Interface ReinforcementTuningHyperParameters

Hyperparameters for Reinforcement Tuning.

interface ReinforcementTuningHyperParameters {
    adapterSize?: AdapterSize;
    batchSize?: number;
    checkpointInterval?: number;
    epochCount?: string;
    evaluateInterval?: number;
    learningRateMultiplier?: number;
    maxOutputTokens?: number;
    samplesPerPrompt?: number;
    thinkingLevel?: ReinforcementTuningThinkingLevel;
}

Properties

adapterSize?: AdapterSize

Adapter size for Reinforcement Tuning.

batchSize?: number

Batch size for the tuning job. How many prompts to process at a train step. If not set, the batch size will be determined automatically.

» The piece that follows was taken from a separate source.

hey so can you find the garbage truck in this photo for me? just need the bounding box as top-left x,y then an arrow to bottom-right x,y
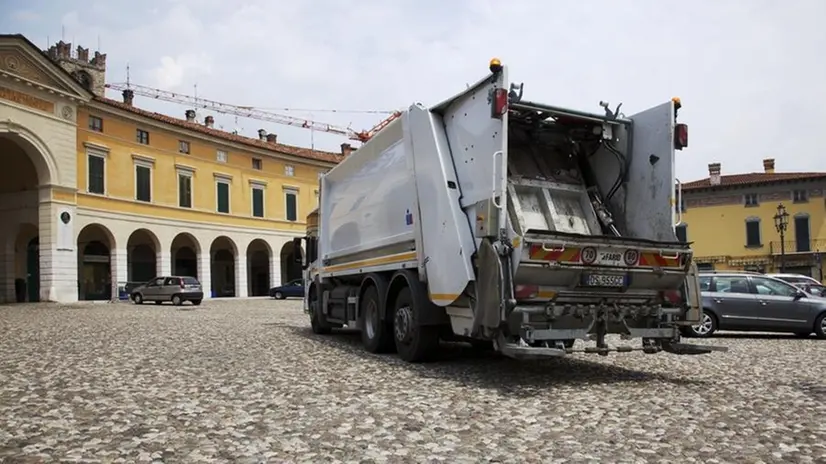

checkpointInterval?: number

How often (in steps) to save checkpoints during training. If not set, one checkpoint per epoch will be saved.

epochCount?: string

Number of training epochs for the tuning job.

evaluateInterval?: number

How often (in steps) to evaluate the tuning job during training. If not set, evaluation will run per epoch.

learningRateMultiplier?: number

Learning rate multiplier for Reinforcement Learning.

maxOutputTokens?: number

The maximum number of tokens to generate per prompt. If not set, defaults to 32768.

samplesPerPrompt?: number

Number of different responses to generate per prompt during tuning.

Indicates the maximum thinking depth. Use with earlier models shall result in error.